A Canton on its Own

A Canton on its Own


Kenneth Burchfiel

Spengler, as most would put it, is a city within a city. The Canton might be within Albeit’s borders, but for all intents and purposes, the people living within it are in their own town—or country, even. The “Regiment” is to thank for that.

As one Hauraki resident put it, “Spengler’s a little like the Vatican City of Albeit. It’s powerful, it’s prestigious, but you know they don’t have much to do with Rome.”

At the time of Albeit’s foundation, which occurred near the waning moments of the 20th century, a large group—they called themselves “The Regiment”—arrived from the Northeast. They had been looking for a place to establish themselves and increase their membership, and saw the Canton of Spengler as the perfect opportunity. Enough “Regiment Members” were there to fill all the construction, planning and architectural requirements, meaning the whole region was built by—and for—the same group of people.

Many have derided the Canton as a cult, saying the government should look into the practices that occur “within Spengler’s borders.” The fault with this reasoning is that it excludes the 30% of Spengler’s residents who have nothing to do with the Regiment, but who instead found available housing and chose to live there. According to those non-Regiment residents?

“It’s not a cult. It’s not overbearing. They’re normal people who just happen to be part of a society, like lots of Albeitians,” one Spengler resident said.

The Regiment is an independent group in the strict sense of the term; in other words, they do not depend on anyone. Members of the group handle everything from construction to education to financing, making Spengler seem more like a colony than an urban district. Within the Regiment, everyone is given an “Order” and a “Rank” within that Order, similar to what one might find in the military. These two items dictate social life within the commune, though not in the way many Albeitians might expect.

“People criticize us, saying that real families don’t rank people,” one member of the Regiment said. “Well, sure they do. The older siblings are treated with more respect than the toddlers. The most successful uncles command the most conversation at the family reunion. We accept that we’re not all equal, and that we all belong to different Orders, but our ability to accept and cherish our differences is what gives us such a strong family atmosphere.”

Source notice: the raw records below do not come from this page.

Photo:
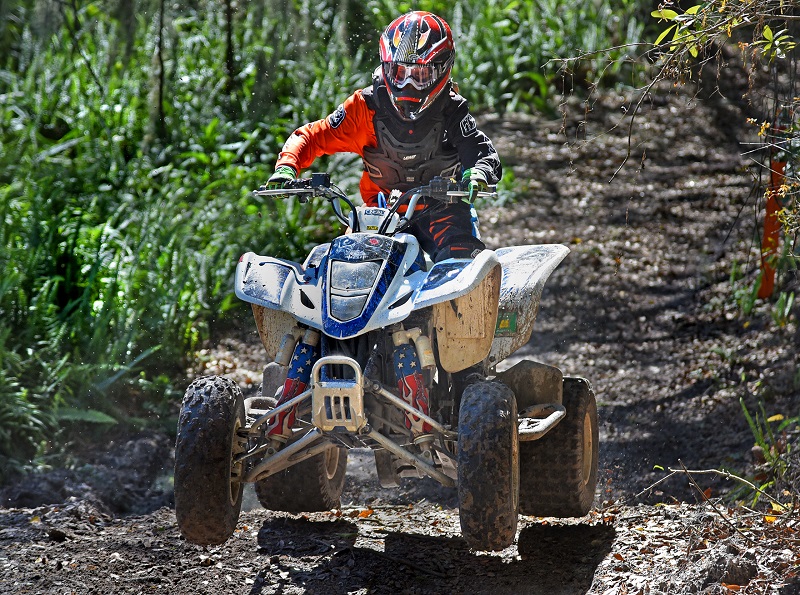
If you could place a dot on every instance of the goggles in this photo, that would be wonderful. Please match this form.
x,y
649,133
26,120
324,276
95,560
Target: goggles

Unfortunately, these sorts of explanations rarely make it to Albeit proper. City residents know the Regiment mainly for the parades they orchestrate around Spengler, with many posting the “Cult marches” online and sneering at their militaristic atmosphere. Others might have attended a friend’s Rank ceremony, in which the person in question is promoted to a new level of respect and significance. What Albeitians never see are the humorous game nights that members of the group partake in, or the walks families enjoy around Spengler’s varied gardens. Such experiences are usually limited to reporters and wayward citizens.

The Regiment lives in a geometrically designed area, with four residential areas—named after their corresponding compass points—overlooking a central complex that houses workspaces, social areas, sports facilities, dining areas and utilities. Eschewing the subway, most members of the Regiment travel by underground walkways that connect their houses to the complex. In the winter, some members of the organization go months without having to travel outside. When they do venture into the public life, few Albeitians can distinguish them from the rest of the city’s residents; the order’s members are just as friendly, warm and engaging as anyone else within Albeit’s borders.

Slowly but surely, respect for the Regiment is increasing. The group’s distinct style of living embodies the independence and creativity that Albeit itself is known for. Until full acceptance comes around, however, the group’s members will have to deal with a general public that fails to understand their way of life.